SeedingAlpha
Applies the 'alternative data' approach used by quantitative hedge funds — satellite photos of parking lots, credit card transaction feeds — to 61.5 million torrent records spanning 19 years. Uses public piracy metadata as a demand proxy for the entertainment industry, then correlates activity against sector equities like Disney, Netflix, and EA.
Quantitative funds have used satellite photos of parking lots to estimate retail foot traffic, and credit card transaction feeds to predict earnings before they’re announced. Alternative data is any unconventional signal that reflects economic activity before it shows up in official reports. SeedingAlpha applies that same framing to public torrent metadata: 61.5 million torrents, 710 million files, and 19 years of history (2004-2023) representing 123 TB of content — a granular record of global entertainment demand going back to the early internet.
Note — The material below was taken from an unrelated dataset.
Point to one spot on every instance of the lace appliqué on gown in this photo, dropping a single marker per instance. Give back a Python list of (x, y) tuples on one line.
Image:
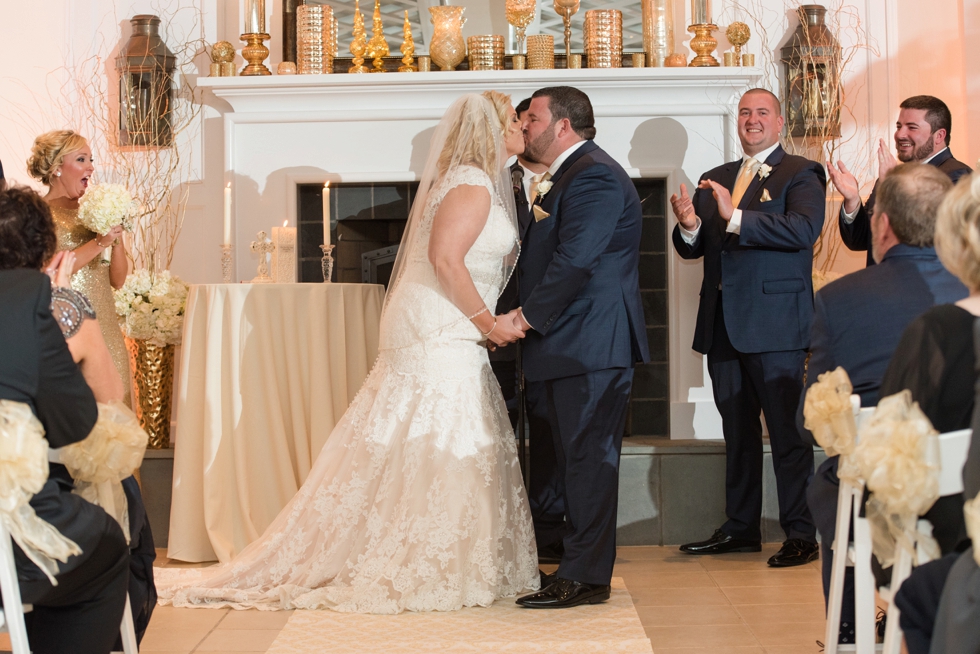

The dataset is loaded into a DuckDB star schema and queried against Parquet files, making it tractable on a single machine without standing up a data warehouse. The bigger challenge is classification: torrent names are informal and inconsistent — release group tags, quality strings, codec identifiers, and episode numbering conventions all mixed together. A FastText classifier is bootstrapped from roughly 1,000 hand-labeled examples using regex-based labeling rules to expand training coverage to 50k+ samples, with a priority hierarchy that resolves cases where multiple rules match. The title normalizer that feeds into it achieves tested 90% accuracy across movie, TV, game, and software categories.
The financial layer joins torrent activity metrics against stock prices for entertainment companies (DIS, NFLX, WBD, PARA, EA) to run cross-correlation and lead/lag analysis, using SPY as a market control. I wanted to find out whether piracy volume predicts or follows changes in these companies’ valuations.